Email Snooping by Spouse Results in Felony Criminal Charges
The criminalization of conduct involving computers and privacy has had federal and state law components. For example, in the federal realm, the Electronic Communications Privacy Act was initially passed to proscribe electronic eavesdropping and was significantly expanded in 1986 from traditional “wired” forms of electronic communication, to include all forms of digital electronic communication.
A few years earlier, the Computer Fraud and Abuse Act outlawed electronic espionage. The federal computer crime scheme also features several “technology-neutral” provisions allowing prosecution for a variety of criminal acts involving a computer.
By creating a statutory right to privacy in Internet communications, the federal law creates an expectation of privacy in our digital transmissions and provides a tool for selective prosecution.
But does that expectation of privacy extend to a marital home? To the family computer?
A Rochester Hills woman, Clara Walker, is the complaining witness in the Oakland County case against her third (former) husband, Leon Walker. The husband purchased a family computer and set-up a gmail account for his wife. Shortly thereafter, suspecting his wife was conducting an affair with her second husband, Mr. Walker accessed his spouse’s gmail account to get the proof.
Apparently, his suspicions were well-founded as the couple was divorced last year.
The price of this confirmation, however, was high. Walker has been charged with unauthorized access to a computer; a five-year felony charge due to Walker's circumstances. The case, charged early last year, has kicked around the 51st District Court and the Oakland County Circuit Court since March, surviving the defendant's motion to dismiss. Trial has been scheduled for Valentines Day.

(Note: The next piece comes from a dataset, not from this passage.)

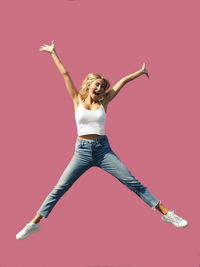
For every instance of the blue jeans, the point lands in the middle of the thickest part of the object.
(89, 153)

The unauthorized computer access provisions of the Michigan Penal Code under which Walker has been charged are part of a 1979 statute designed to combat identity theft and computer hacking. The provisions in the act create a presumption that access to another person’s computer file or digitized data was unauthorized. Various access or password-related exceptions are available to rebut the statutory presumption.
Two prior convictions, or an amount involved in the crime between $1000 but less than $20,000, elevates this computer crime from a misdemeanor to a felony. Cooper has received criticism for charging an individual for alleged conduct which was resolved in family court. As she'll tell you; "happens all the time."
The case recently began receiving national attention when Walker, formerly an IT professional for Oakland County, cast Attorney Ray Cassarr aside in favor of "Feiger Law". Figures.
Mr. Walker’s trial, over which Oakland Circuit Judge Martha Anderson will preside, should present some interesting evidence. The private family circumstances leading to the Walker's divorce proceedings may be deemed relevant to the criminal case. Also, given the way the statute is worded, some interesting defenses can be presented to a jury. Among them, the defense counsel could focus the jury on whether a spouse’s separate email account on a family computer is private and whether there is an expectation of privacy in such an account when your husband has the password.
Any conviction will most likely be appealed. We here at the Law Blogger will keep an eye on this one for you. Expect updates.